Prawie 80% osób nie pochwalało udawania kontuzjowania przez zawodnika przeciwników. Aż 75% respondentów nie podobało się nurkowanie w pole karne, by skłonić sędziego do podyktowania rzutu karnego, 74% potępiło posługiwanie się ręką przy zdobywaniu gola, a 70% skrytykowało wyolbrzymianie urazu odniesionego podczas starcia w bloku. Postrzeganie przewinień różniło się u respondentów z poszczególnych nacji. Włosi i Hiszpanie najrzadziej uznawali wślizgiwanie się w pole karne za oszustwo.
Psycholodzy nie byli zaskoczeni odkryciem, że kibice spoglądali przychylniejszym okiem na przewinienia własnych niż cudzych piłkarzy. Chodziło tu zwłaszcza o faule taktyczne czy rękę, by nie dopuścić do zdobycia bramki przez rywala. Wyniki pokazały, że najrzadziej za oszustwo uznawano grę na czas oraz wdawanie się w dyskusję z sędzią i nakłanianie go do zmiany zdania.
Ponad 75% respondentów uważało, że niektóre kraje oszukują częściej od innych. Za najgorszych uznano Włochów, a tuż za nimi uplasowali się Argentyńczycy. Na ocenę ankietowanych wpływały lokalne i historyczne konflikty. Wielu badanych dostrzegało największych oszustów w sąsiadach lub typowało historycznego rywala sportowego. Wyjątkiem okazali się kibice brytyjscy, wśród których 60% życzyłoby sobie pokonania Niemców, ale tylko dla 1% niemieccy piłkarze byliby szczególnie skłonni do nieczystej gry. Podobny trend odnotowano wśród Australijczyków typujących Anglię na najgroźniejszego przeciwnika i jednocześnie wierzących w jej uczciwość.

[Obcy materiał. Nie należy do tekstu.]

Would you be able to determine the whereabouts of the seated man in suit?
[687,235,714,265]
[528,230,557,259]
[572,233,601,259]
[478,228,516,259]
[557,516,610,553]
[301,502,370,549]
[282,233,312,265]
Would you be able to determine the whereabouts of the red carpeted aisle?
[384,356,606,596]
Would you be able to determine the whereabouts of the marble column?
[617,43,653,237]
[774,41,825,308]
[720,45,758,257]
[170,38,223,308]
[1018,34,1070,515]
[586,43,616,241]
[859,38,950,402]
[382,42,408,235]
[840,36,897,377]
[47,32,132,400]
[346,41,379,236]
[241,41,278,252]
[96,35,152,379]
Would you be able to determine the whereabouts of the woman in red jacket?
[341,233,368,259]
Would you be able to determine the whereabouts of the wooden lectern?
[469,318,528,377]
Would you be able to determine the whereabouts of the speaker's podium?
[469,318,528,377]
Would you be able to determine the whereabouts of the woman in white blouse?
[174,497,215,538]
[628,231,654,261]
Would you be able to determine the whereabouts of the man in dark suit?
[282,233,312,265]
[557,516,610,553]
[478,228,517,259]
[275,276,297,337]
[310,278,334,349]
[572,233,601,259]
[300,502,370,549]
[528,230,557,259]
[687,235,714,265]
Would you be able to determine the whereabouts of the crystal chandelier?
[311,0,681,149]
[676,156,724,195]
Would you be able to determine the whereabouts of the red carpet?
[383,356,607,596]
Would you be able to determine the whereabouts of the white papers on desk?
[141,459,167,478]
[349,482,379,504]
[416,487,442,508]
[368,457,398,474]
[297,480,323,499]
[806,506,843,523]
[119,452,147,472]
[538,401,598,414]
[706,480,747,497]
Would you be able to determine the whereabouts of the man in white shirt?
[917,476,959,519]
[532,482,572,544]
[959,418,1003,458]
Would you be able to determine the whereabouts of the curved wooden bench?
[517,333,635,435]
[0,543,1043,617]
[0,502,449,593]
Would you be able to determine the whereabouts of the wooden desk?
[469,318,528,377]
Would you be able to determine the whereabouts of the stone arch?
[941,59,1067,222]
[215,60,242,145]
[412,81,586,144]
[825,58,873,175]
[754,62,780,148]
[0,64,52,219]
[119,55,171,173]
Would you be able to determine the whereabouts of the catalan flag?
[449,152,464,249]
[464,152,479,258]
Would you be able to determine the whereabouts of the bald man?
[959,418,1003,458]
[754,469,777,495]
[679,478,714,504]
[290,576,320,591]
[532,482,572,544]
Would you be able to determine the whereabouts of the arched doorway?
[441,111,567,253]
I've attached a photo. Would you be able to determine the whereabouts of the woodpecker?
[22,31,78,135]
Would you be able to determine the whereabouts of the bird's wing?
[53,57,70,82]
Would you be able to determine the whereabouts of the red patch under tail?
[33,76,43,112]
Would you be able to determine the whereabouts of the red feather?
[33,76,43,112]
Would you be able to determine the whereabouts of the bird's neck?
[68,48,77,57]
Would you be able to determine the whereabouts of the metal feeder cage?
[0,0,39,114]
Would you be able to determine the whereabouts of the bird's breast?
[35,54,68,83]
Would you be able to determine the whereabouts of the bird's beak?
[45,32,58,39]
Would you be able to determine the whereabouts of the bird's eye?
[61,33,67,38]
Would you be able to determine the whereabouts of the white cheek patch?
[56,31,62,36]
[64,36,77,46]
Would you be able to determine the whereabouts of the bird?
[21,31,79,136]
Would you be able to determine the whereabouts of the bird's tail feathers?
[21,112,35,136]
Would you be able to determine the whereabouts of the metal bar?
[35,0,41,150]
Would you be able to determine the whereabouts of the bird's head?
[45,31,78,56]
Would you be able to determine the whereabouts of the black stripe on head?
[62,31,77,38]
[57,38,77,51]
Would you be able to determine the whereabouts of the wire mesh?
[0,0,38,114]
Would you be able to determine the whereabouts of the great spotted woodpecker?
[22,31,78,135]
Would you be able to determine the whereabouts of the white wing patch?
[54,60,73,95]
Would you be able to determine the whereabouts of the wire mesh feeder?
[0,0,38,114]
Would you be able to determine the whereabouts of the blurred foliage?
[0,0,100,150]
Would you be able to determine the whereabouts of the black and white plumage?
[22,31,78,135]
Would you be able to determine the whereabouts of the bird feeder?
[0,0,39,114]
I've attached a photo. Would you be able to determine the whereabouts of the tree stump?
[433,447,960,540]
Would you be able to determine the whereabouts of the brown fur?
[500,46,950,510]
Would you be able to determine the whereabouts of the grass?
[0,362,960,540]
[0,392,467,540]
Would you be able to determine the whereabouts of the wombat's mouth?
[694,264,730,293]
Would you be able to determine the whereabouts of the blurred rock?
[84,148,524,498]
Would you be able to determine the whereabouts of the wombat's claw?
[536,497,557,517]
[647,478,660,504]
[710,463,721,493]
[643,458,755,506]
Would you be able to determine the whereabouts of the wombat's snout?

Omawiany sondaż stanowi część większego studium. Podczas Mistrzostw Świata jego autorzy zamierzają określić, do jakiego stopnia tendencja do oszukiwania jest skutkiem osobistych postaw, cech drużyny lub konkretnych sytuacji meczowych. Psycholodzy chcieliby również ustalić, czy jakakolwiek zmienność w zakresie oszustw danego kraju odpowiada wynikom ankietowania kibiców i jakie cechy graczy, zespołów i sytuacji najsilniej oddziałują na natężenie oszukiwania.